Também perde-se produtos por fechamentos rompidos e caixas que se abrem no fundo. Quando o fechamento é por fita adesiva, o defeito pode ser do substrato (material de que é feita a fita), que pode ser inadequado ou com baixa resistência à tração ou ao cisalhamento (esforço lateral causado pela movimentação ou transporte da caixa). A fita se rompe nos pontos onde os esforços foram maiores. Outro defeito é quando a fita se solta da embalagem. Aí temos um problema de adesivo inadequado para ser aplicado no material da caixa ou a quantidade de adesivo não é suficiente. Lembramos que aumentar a quantidade de um adesivo inadequado não é solução. Fuja dos milagres de fitas muito mais baratas que a dos fornecedores concorrentes.

Outras formas de fechamento podem ser usadas. O fechamento por grampos (35mm x 16mm), que pode ser feito usando ferramentas pneumáticas manuais quando a produção é pequena ou quando os modelos de caixa variam muito, têm a vantagem de inibir a violação da embalagem. Para fechamento do fundo, não se tendo disponível um equipamento apropriado, pode ser usada a mesma ferramenta, apoiando-se o interior da caixa ainda vazia em um bloco de madeira. Uma ferramenta só cumpre as duas funções.

Caixas com fundo automático (as abas do fundo já vêm coladas e a caixa já está formada) são muito práticas. Hoje já temos inúmeros fabricantes que podem fornecer estas caixas em pequenos lotes.

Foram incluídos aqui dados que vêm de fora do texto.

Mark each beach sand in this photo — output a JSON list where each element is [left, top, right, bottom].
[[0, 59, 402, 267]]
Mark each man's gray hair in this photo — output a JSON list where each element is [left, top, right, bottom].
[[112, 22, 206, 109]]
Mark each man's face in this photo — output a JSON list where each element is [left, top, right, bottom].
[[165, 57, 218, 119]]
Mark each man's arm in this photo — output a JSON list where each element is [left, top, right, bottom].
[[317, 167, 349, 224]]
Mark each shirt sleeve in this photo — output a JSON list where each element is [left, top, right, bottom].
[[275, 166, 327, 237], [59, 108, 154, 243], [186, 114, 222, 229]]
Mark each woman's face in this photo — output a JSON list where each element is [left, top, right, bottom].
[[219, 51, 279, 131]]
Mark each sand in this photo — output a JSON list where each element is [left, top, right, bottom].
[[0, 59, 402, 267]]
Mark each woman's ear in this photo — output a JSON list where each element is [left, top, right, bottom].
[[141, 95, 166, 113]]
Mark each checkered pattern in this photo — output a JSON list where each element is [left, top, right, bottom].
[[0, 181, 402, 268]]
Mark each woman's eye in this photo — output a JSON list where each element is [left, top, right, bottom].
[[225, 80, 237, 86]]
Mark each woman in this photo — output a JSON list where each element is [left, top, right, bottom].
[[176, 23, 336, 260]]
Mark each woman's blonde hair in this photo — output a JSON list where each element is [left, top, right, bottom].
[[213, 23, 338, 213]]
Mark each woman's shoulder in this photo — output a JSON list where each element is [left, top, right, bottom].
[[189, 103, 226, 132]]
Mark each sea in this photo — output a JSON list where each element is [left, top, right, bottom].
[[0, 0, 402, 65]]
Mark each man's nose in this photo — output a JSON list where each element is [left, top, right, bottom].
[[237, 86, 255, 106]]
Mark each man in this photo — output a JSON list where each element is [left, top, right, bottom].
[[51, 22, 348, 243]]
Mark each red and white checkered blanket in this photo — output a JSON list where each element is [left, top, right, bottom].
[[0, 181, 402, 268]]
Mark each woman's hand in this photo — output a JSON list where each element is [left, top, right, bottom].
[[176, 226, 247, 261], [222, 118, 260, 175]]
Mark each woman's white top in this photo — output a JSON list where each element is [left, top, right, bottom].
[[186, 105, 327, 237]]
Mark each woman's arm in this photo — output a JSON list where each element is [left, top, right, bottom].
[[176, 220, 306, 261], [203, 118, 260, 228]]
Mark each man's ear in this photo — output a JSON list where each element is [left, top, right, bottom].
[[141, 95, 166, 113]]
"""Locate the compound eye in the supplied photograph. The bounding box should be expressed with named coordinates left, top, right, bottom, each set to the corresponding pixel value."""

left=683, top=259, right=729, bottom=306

Tanto o papelão como as fitas adesivas, com o passar do tempo perdem as suas características originais.

Papelão absorve umidade, perdendo resistência ao empilhamento. Se estocado em ambiente muito seco ou exposto ao sol, as paredes da caixa se deformam e o adesivo usado para colar as ondas nas capas pode ficar vitrificado e “quebrar”, causando a separação das capas e conseqüente perda de resistência ao empilhamento. É preferível não ter estoque de caixas para mais de três meses e o local para o estoque das embalagens vazias deve ser protegido contra umidade, luz direta do sol e calor.

A fitas adesivas geralmente têm o prazo de validade escrito no interior do tubo. Se não tiver, não compre porque nem o fabricante garante o desempenho do que está vendendo.

Outro problema encontrado é a falta de informações na embalagem para transporte. O lojista precisa saber exatamente o conteúdo da embalagem. Facilita a conferência no recebimento, a arrumação do estoque e a reposição nas prateleiras. Estas informações também vão ajudar o transportador a separar as embalagens para entrega. Especialmente nas grandes cidades o tempo de parada do veículo para entrega tem que ser o menor possível.

É incrível com ainda erramos nisto. A embalagem para distribuição tem que ter informações tais como: nome do produto, quantidade (de embalagens unitárias dentro da caixa), modelo, cor, tamanho (quando esta informação é relevante – P, M, G, adulto, filhote), peso de cada unidade de venda (especialmente para rações, areia, flocos) e prazo de validade. Este, por vezes, é esquecido até na embalagem unitária.